Abby Health is an online-first clinic where Australian GPs see chronic and family health patients seven days a week. Migraine is one of the most common conditions our clinicians manage, and the format suits ongoing care well.
The continuity matters. The next time you see an Abby GP, your headache diary, current acute and preventer regimen, recent pathology, and previous plan are in front of them. You don't repeat the story from scratch. Abby AI, our medical AI, surfaces history before the consult and supports the doctor; it never replaces clinical judgment.
You can schedule an appointment for a new diagnosis, a preventer review, an acute medication conversation, or a care plan update. If your pattern changes, or if you suspect medication overuse, that is a worthwhile reason to book.

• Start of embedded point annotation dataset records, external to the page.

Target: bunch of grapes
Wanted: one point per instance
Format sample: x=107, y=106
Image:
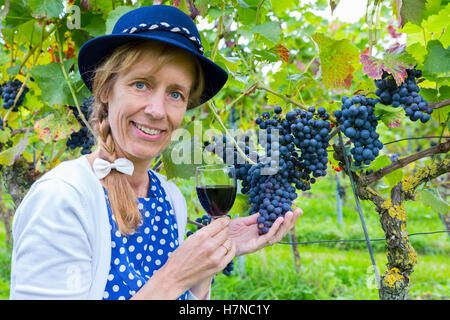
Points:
x=294, y=158
x=359, y=123
x=9, y=93
x=406, y=95
x=205, y=220
x=82, y=138
x=311, y=132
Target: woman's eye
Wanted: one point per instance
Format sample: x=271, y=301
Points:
x=140, y=85
x=176, y=95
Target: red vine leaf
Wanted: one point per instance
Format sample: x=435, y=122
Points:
x=395, y=62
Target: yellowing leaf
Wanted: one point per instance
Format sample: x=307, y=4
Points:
x=9, y=156
x=338, y=60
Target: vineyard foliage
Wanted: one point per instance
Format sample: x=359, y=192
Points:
x=276, y=52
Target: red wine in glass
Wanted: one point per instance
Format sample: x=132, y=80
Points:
x=217, y=200
x=216, y=188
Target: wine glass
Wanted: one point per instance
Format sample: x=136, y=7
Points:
x=216, y=188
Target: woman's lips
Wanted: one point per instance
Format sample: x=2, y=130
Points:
x=147, y=133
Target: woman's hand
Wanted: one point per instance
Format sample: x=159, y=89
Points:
x=193, y=263
x=244, y=231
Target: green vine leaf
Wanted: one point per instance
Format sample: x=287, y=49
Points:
x=438, y=59
x=339, y=60
x=395, y=61
x=9, y=156
x=413, y=10
x=51, y=81
x=270, y=30
x=48, y=8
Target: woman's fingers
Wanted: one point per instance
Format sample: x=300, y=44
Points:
x=282, y=226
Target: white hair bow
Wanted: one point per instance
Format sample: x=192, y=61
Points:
x=102, y=167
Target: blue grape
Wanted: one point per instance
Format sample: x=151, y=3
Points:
x=406, y=95
x=359, y=123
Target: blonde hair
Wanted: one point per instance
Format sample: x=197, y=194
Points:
x=121, y=196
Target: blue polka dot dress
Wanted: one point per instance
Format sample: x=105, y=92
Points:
x=135, y=257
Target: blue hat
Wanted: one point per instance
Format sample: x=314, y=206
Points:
x=158, y=22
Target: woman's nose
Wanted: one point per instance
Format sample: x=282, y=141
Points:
x=155, y=105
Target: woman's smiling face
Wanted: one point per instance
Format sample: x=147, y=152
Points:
x=147, y=103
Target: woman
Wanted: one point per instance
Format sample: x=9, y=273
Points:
x=104, y=226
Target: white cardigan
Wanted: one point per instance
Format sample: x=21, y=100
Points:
x=61, y=235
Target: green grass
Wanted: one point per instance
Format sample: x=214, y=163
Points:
x=328, y=271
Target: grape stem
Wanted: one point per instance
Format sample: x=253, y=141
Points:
x=213, y=108
x=440, y=104
x=377, y=175
x=289, y=100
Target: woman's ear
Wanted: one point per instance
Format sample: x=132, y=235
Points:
x=104, y=96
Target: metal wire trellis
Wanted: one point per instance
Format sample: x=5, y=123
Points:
x=362, y=240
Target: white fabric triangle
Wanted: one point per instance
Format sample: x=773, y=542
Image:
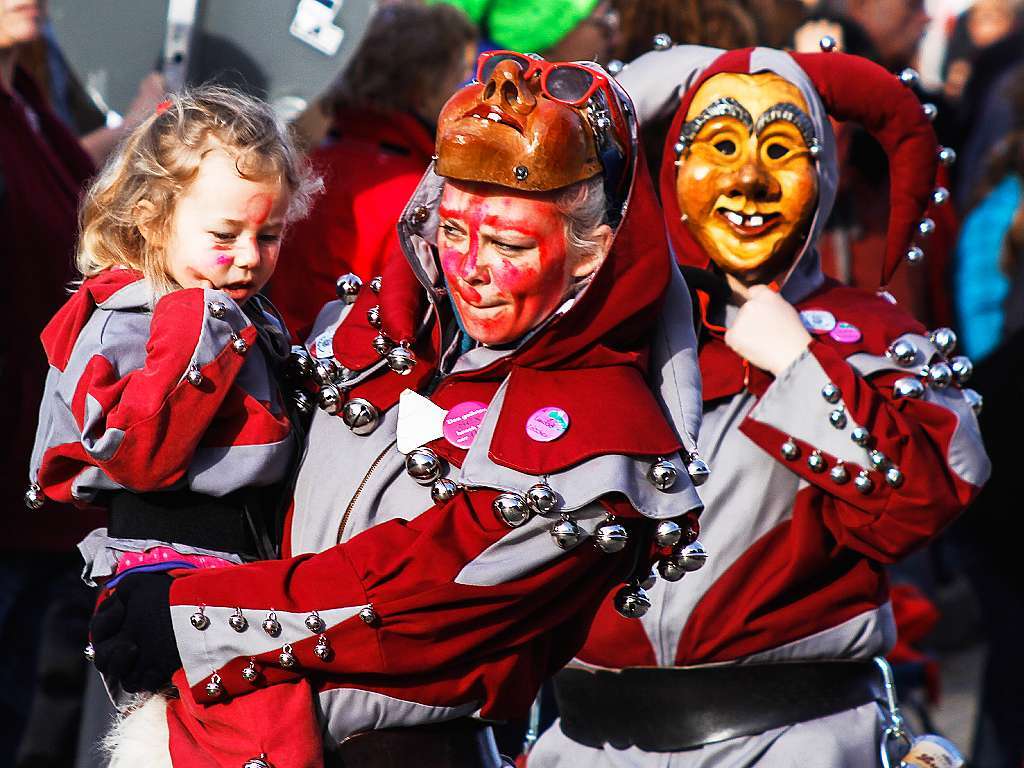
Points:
x=420, y=421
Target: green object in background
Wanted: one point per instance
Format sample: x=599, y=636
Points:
x=526, y=26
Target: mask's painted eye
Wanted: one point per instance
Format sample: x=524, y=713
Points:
x=726, y=146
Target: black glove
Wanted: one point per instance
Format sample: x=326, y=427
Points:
x=133, y=636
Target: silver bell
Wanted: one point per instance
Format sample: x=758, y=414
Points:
x=34, y=497
x=697, y=469
x=817, y=462
x=632, y=601
x=299, y=361
x=566, y=534
x=442, y=491
x=670, y=569
x=542, y=499
x=238, y=622
x=512, y=508
x=863, y=482
x=963, y=369
x=940, y=375
x=663, y=474
x=368, y=615
x=359, y=416
x=382, y=344
x=330, y=398
x=907, y=387
x=692, y=556
x=214, y=689
x=974, y=399
x=662, y=41
x=401, y=360
x=861, y=436
x=791, y=451
x=611, y=538
x=348, y=287
x=323, y=649
x=270, y=625
x=908, y=77
x=286, y=658
x=374, y=315
x=837, y=418
x=878, y=460
x=303, y=402
x=902, y=351
x=668, y=534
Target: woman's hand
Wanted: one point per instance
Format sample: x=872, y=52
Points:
x=767, y=331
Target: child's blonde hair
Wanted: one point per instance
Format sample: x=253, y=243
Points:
x=161, y=158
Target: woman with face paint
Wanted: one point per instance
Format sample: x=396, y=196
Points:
x=506, y=432
x=838, y=428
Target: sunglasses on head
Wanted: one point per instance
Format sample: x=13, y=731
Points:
x=568, y=83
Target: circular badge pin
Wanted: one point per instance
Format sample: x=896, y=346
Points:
x=846, y=333
x=818, y=321
x=547, y=424
x=463, y=422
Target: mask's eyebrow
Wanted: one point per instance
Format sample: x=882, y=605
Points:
x=722, y=108
x=791, y=114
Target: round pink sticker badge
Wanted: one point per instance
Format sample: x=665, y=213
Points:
x=462, y=423
x=547, y=424
x=846, y=333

Abby Health is bulk billed for eligible patients with a valid Medicare card. Strict eligibility criteria apply.
Yes. Most ongoing migraine care, including diagnosis, headache diary review, prescription, preventer adjustment, and follow-up, can be done through an online-first clinic. Red-flag features and severe new neurological symptoms need urgent in-person assessment, and a GP will tell you.
Frequent use of acute pain medication, more than 10 to 15 days a month depending on the class, can paradoxically make headaches more frequent and resistant to treatment. The fix is reducing the overused medication under GP guidance, often with short-term symptom support, and then reassessing.
Stress is a common trigger, but more often it is the let-down after stress that triggers attacks. Lifestyle stability, particularly sleep, meals, and hydration, often makes more difference than stress avoidance.
Most preventers need 6 to 12 weeks at an effective dose before you can judge whether they are working. Stopping at week three because it's not doing anything is the most common reason a perfectly good preventer is written off.
A preventer is worth considering if you have more than four headache days a month, if attacks are severe enough to disrupt work or life despite acute treatment, or if you are using acute medication on more than 10 to 15 days per month.
Migraine is usually one-sided, throbbing, moderate to severe, worse with movement, and often comes with nausea, light sensitivity, or sound sensitivity. Tension-type headache is usually bilateral, pressing or tightening rather than throbbing, mild to moderate, and not made significantly worse by movement. Many people experience both, and a GP can help sort the pattern.